Thanks! you guys are so great!


----------



## marmalady (Dec 28, 2004)

Scott - maybe I have a small microwave - I have NEVER 'ruined my chocolate'; comes out of the microwave about 80 degrees; just fine.  Please accept others' ways of doing things.  I don't put down your way of doing it, just sharing my own.  If it didn't work for me, I certainly wouldn't post it for others to 'ruin their chocolate'.  

Thanks for listening!

Kyles - I do check it every 30-45 seconds, especially if it's white chocolate.  But every 10 seconds, no - that's hardly time for all the little nukey molecules to get warm!


----------



## scott123 (Dec 29, 2004)

Kyles, Callebaut recommends stirring every 15-20 seconds.

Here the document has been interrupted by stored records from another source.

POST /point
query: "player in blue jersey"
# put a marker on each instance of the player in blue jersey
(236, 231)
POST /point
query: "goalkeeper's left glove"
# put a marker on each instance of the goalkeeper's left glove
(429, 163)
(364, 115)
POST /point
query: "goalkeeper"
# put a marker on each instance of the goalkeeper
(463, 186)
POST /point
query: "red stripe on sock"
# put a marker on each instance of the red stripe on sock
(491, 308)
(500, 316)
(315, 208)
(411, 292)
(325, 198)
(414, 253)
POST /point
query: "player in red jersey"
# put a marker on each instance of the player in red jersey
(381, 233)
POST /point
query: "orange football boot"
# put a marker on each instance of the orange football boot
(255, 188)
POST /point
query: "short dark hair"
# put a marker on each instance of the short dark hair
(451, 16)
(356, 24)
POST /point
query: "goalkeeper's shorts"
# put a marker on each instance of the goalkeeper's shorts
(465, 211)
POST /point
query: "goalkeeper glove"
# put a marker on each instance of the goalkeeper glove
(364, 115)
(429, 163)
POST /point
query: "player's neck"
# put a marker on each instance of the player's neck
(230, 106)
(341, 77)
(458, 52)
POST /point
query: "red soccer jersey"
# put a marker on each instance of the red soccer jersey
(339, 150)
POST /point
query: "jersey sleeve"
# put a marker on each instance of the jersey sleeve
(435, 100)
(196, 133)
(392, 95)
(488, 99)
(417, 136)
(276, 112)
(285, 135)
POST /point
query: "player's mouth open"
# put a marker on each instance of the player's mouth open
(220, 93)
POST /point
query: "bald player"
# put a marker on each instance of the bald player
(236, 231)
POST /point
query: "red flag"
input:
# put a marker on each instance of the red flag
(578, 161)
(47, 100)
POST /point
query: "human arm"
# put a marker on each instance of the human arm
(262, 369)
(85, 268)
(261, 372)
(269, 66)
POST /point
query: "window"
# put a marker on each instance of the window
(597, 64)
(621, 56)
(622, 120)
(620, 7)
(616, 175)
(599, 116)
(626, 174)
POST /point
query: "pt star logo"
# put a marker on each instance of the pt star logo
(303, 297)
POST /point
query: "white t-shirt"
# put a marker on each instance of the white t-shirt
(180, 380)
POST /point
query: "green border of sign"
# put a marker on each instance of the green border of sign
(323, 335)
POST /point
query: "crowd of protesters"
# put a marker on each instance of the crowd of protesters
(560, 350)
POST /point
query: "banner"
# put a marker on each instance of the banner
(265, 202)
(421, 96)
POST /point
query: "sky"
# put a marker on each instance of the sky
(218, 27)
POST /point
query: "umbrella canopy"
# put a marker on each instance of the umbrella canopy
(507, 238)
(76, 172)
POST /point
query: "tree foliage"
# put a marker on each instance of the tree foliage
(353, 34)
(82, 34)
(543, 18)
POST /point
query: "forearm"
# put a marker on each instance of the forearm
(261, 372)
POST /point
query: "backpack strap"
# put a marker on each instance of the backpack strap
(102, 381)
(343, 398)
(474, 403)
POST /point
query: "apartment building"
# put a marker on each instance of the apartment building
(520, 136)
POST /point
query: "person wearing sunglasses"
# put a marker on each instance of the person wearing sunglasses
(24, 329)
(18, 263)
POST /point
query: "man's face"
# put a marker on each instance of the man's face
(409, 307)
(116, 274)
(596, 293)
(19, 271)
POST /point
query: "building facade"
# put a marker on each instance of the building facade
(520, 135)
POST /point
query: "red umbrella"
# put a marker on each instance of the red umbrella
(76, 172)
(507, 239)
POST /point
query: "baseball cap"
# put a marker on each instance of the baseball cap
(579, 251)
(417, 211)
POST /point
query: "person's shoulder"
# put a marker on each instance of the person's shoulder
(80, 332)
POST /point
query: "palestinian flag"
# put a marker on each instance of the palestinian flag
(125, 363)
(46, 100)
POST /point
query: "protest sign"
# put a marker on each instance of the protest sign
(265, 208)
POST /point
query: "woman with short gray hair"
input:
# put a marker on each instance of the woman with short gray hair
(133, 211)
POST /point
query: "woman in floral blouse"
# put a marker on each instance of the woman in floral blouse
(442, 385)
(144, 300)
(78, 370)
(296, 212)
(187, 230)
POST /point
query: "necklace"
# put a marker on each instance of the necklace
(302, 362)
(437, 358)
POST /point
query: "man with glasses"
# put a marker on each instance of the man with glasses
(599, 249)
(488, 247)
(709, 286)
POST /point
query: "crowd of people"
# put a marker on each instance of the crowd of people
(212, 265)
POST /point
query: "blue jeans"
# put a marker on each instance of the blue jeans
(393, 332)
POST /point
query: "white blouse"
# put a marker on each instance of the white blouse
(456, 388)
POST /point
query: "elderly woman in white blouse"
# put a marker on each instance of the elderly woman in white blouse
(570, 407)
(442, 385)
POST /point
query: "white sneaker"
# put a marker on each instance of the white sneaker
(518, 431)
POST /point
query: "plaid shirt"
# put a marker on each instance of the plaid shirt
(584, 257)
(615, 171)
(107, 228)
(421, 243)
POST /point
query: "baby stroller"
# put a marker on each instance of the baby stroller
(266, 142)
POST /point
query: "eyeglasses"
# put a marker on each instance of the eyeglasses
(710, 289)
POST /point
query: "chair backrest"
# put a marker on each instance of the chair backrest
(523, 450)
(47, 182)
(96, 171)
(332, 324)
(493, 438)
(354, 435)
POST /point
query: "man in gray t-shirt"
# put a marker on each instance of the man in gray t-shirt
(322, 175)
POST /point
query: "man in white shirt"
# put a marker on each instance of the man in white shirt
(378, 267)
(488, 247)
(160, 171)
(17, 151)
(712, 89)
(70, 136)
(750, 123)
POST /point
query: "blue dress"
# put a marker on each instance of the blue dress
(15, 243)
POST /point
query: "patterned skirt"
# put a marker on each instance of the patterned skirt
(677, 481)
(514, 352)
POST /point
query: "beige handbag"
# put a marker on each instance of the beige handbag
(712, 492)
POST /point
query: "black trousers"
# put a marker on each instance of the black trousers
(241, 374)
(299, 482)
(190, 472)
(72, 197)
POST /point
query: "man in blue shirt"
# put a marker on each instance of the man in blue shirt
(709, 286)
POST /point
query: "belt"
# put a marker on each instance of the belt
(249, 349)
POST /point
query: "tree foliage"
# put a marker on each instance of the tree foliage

What hasn't been mentioned so far in regards to microwaving chocolate is the topic of quantity. A big reason why I stir every five seconds is that I usually microwave small amounts of chocolate (2 oz. or less) at a time.  A lb. of chocolate at 50% for 90 seconds - sure, no problem there.  But an ounce - no way. An ounce will start to smoke in 90 seconds.

Marmalady, I didn't say 'ruin' I said 'damaged.' Depending on the amount of chocolate you're microwaving, a minute at 50% will usually have the chocolate bubbling around the edges.  Bubbling = above 130 = bad, according to every chocolate expert out there.

Am I being a perfectionist about this? Most definitely. For me that 130 degree threshold is sacred. I take great pains not to cross it. If I'm a freak, so be it.  I take my chocolate very seriously.


----------



## marmalady (Dec 29, 2004)

So do I, Scott, so do I!    I've melted anywhere from 1-2 oz to a lb using the microwave - of course, with 2 oz you check it more often.  The temp never gets to 130 - not even lukewarm.  Maybe the answer is to use a smaller microwave with less power?


----------



## scott123 (Dec 29, 2004)

That could be the answer marmalady


----------



## kyles (Dec 30, 2004)

You do have to take into account the wattage of your microwave, because medium on one, is another's medium low etc. My new microwave I use 30% coz it's a higher wattage than my old one. 

Just an aside, I HATE my new microwave, it zaps things, it has an illogical defrost cycle and ends up cooking whatever you defrost, I tend to use 10% and it takes forever to defrost say two chicken breasts, but at least they don't end up sizzled. I wish I could get my old one back, it was 20 years old, but she and I understood each other (I left it in Australia)


----------